Based on your excel formula it seems there is a deterministic way to identify these hosts, I would cleanse the data in the target table so it's in the same structure as your source table resulting in the lookup working. Essentially was @Rene Norskov said here
"Rather than using the data / server names as is, you could create a cleansed version of the server name that you use for lookup. The cleansed version could be all uppercase and truncated as required. You could also replace or remove particular words in the server name - words that you don't want to include in the comparison/matching of server names. This is typically a very performant solution."
If there isn't a deterministic way to clean the data, the other suggestions would all work, as far as which performs the best it really depends on the actual length and type of the data being worked on.
When designing your solution, whichever one has to read the fewest characters technically would perform the best.

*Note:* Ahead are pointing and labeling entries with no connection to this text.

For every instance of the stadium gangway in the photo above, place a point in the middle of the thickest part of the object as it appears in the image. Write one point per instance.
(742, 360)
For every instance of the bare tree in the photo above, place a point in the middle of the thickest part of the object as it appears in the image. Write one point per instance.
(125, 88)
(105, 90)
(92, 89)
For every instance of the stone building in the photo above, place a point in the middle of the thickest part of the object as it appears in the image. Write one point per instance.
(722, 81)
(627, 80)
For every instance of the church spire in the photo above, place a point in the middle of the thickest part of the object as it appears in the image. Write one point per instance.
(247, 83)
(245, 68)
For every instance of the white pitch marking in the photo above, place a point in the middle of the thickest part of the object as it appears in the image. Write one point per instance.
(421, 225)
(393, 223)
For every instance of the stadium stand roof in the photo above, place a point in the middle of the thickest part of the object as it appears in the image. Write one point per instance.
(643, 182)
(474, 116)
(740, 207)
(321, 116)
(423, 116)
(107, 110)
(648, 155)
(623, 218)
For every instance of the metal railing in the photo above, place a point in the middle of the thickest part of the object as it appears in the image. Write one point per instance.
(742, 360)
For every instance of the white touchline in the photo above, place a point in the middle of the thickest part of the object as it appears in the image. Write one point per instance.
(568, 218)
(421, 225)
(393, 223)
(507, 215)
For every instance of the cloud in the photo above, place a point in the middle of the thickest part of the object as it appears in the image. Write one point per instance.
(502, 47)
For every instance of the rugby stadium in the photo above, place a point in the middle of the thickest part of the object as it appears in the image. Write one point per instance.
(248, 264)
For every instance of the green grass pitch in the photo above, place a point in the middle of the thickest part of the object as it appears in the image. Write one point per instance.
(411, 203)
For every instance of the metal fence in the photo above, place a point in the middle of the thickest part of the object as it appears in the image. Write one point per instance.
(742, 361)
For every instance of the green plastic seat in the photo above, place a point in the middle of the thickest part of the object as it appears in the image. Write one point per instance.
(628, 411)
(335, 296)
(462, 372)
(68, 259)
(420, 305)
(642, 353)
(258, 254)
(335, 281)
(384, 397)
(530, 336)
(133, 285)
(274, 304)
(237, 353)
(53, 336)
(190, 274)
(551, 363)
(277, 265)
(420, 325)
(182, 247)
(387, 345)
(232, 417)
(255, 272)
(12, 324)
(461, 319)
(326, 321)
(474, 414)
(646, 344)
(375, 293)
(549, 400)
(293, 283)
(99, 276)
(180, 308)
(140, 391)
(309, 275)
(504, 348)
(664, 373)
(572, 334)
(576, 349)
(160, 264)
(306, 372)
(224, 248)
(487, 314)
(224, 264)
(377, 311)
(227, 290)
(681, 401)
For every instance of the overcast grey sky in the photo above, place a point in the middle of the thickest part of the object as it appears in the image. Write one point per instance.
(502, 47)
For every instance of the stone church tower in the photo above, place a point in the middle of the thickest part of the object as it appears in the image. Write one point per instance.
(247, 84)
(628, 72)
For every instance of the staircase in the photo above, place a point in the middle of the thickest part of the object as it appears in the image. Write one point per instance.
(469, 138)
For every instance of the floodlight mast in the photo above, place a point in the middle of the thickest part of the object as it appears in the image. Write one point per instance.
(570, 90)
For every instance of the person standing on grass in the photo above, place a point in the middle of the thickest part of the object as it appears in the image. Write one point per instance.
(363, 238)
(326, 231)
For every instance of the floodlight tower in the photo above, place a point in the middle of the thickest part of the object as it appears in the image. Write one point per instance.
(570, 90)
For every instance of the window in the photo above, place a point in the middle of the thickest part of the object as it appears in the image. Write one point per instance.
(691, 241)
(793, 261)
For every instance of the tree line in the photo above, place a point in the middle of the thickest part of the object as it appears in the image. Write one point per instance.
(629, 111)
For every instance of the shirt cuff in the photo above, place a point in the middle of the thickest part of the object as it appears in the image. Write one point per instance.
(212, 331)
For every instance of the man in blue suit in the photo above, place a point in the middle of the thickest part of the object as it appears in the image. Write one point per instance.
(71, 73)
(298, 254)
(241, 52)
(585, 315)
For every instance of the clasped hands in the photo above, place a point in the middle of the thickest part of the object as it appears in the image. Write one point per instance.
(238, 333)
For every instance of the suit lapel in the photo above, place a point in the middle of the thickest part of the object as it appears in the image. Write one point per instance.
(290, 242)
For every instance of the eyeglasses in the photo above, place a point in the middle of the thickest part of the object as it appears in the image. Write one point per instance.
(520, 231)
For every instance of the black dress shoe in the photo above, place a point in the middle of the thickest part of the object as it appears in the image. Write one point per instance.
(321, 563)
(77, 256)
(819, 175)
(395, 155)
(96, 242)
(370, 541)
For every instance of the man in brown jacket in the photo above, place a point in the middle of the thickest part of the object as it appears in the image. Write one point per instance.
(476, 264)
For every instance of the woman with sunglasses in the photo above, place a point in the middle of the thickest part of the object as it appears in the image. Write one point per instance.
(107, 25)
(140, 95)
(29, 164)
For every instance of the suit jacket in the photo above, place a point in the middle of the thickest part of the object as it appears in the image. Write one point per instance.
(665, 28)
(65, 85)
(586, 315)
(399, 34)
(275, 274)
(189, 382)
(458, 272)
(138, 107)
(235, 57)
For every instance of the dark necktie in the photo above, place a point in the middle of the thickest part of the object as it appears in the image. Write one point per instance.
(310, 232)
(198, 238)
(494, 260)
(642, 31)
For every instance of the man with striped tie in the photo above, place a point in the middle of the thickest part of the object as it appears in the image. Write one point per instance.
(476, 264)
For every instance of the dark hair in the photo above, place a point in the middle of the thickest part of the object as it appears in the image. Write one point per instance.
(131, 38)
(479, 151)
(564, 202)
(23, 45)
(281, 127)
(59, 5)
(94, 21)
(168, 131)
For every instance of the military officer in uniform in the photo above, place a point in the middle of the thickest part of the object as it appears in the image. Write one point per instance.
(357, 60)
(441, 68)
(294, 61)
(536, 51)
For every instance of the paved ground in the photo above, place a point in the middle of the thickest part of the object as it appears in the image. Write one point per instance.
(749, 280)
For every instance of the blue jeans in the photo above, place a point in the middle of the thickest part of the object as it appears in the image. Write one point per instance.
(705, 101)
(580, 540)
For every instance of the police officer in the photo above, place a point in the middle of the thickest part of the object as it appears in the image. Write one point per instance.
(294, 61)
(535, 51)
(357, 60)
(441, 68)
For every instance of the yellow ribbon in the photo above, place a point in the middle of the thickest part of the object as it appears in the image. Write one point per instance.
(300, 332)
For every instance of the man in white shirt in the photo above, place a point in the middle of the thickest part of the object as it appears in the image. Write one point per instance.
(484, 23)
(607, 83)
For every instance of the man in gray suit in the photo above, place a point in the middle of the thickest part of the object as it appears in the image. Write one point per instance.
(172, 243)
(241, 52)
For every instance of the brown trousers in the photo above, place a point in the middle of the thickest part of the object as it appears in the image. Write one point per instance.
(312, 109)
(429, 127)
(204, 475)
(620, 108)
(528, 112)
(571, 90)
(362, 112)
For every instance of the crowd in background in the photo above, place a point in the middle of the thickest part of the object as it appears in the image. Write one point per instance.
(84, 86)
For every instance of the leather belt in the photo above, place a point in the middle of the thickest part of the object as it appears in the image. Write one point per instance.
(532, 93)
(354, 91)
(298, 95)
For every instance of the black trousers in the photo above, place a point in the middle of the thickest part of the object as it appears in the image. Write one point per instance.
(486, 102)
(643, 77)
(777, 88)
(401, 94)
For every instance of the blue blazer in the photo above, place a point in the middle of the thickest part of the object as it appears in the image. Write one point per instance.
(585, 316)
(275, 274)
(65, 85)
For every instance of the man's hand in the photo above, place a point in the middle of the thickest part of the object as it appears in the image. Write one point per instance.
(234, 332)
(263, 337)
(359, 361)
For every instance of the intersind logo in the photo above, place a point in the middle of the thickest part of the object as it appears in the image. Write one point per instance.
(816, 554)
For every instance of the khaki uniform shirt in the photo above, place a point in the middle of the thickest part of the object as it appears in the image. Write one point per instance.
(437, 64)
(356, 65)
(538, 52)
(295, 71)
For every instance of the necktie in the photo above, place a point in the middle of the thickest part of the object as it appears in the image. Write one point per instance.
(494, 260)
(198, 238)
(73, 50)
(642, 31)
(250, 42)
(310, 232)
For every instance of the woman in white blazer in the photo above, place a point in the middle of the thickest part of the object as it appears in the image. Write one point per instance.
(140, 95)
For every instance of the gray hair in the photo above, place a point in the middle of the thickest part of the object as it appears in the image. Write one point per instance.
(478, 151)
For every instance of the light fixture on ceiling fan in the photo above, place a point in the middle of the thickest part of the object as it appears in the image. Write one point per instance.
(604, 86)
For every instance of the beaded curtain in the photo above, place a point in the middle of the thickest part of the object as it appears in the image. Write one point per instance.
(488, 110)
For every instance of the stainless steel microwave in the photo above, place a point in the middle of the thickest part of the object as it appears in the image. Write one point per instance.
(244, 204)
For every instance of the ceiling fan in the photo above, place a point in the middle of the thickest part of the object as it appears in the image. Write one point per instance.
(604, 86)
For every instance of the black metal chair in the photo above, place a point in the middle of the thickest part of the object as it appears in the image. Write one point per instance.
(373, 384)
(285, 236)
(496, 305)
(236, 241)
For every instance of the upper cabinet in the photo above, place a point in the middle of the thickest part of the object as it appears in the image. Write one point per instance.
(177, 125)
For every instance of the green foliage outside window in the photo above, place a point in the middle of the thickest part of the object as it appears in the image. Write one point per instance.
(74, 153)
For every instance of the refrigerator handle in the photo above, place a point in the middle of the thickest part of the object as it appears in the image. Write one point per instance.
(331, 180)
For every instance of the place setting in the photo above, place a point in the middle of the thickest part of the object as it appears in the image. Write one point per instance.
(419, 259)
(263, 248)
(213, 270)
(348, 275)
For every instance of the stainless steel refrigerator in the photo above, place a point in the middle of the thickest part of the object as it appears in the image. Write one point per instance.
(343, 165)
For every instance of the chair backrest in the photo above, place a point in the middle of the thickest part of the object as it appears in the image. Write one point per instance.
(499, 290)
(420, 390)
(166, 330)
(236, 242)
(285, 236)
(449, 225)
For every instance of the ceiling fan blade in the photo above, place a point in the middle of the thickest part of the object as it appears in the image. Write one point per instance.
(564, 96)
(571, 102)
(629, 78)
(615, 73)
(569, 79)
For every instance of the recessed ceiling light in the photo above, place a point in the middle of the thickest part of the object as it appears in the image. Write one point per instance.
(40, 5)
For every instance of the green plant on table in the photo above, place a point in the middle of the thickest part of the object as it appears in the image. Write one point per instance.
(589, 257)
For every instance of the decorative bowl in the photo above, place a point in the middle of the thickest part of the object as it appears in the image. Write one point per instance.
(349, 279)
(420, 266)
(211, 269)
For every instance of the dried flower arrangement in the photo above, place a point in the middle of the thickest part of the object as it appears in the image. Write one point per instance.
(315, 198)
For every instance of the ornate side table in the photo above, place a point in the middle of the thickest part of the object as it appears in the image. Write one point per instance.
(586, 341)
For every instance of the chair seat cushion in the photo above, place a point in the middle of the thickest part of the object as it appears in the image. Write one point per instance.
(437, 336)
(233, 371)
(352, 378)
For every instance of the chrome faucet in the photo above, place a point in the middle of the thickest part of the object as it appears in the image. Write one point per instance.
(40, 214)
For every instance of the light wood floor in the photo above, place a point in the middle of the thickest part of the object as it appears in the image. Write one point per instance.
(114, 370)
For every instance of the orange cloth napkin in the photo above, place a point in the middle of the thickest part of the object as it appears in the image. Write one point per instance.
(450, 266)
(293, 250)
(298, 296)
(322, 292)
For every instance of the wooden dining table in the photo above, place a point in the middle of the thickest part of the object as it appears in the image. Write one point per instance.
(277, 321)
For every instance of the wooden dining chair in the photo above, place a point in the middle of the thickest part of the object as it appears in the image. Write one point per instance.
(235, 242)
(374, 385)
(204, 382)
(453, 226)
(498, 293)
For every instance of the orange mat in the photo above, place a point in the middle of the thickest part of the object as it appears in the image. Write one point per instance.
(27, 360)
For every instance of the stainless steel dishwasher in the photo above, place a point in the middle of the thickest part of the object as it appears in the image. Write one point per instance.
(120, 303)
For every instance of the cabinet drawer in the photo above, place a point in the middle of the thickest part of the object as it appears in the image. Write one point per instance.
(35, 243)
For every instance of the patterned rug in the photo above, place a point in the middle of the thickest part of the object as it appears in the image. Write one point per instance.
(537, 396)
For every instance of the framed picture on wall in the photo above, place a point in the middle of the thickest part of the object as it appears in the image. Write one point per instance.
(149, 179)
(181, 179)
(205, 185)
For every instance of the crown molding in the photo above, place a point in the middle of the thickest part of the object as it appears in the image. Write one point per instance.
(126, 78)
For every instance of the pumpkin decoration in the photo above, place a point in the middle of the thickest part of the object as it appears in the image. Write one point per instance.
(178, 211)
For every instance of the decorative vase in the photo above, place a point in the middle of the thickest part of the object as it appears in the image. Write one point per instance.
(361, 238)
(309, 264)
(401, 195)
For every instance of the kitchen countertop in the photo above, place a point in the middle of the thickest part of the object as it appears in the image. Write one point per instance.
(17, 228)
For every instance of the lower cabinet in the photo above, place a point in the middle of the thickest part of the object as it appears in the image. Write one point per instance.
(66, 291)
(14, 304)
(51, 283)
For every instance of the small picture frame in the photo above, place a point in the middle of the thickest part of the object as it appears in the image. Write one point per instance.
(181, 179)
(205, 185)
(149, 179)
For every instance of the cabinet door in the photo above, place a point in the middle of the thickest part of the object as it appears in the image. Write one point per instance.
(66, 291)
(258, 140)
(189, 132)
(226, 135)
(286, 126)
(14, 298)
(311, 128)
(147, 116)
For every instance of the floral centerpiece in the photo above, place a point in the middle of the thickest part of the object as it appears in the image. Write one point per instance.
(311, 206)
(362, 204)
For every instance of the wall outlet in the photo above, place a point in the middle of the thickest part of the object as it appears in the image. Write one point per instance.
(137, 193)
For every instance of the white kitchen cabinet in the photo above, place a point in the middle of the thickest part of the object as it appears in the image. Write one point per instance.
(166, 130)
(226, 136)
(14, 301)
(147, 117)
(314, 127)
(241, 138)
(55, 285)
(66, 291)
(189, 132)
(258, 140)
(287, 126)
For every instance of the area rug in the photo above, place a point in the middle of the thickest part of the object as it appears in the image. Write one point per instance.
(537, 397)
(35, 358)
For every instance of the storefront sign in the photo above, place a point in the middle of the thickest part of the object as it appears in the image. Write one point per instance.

Left/Mid/Right are better than search as they are a defined number of characters, while search has to search the whole string. Using Regex will perform as well as it does, but it will perform worse that something simple like Left()
How much this all matters really just depends on how large of data you are working with something like 10,000 to 20,000 records it probably doesn't matter,
If you have a really large table 1,000,000+records and very FEW need this logic, it can perform better to split the table into 2, do the expensive string logic on the bad records, and append them back in.
I'd suggest implementing whichever solution seems the best based on your data, and assessing what the impact to your calculation is, most of the time for stuff like this is should be pretty minor, unless as I said, these tables are large and the string values are very long.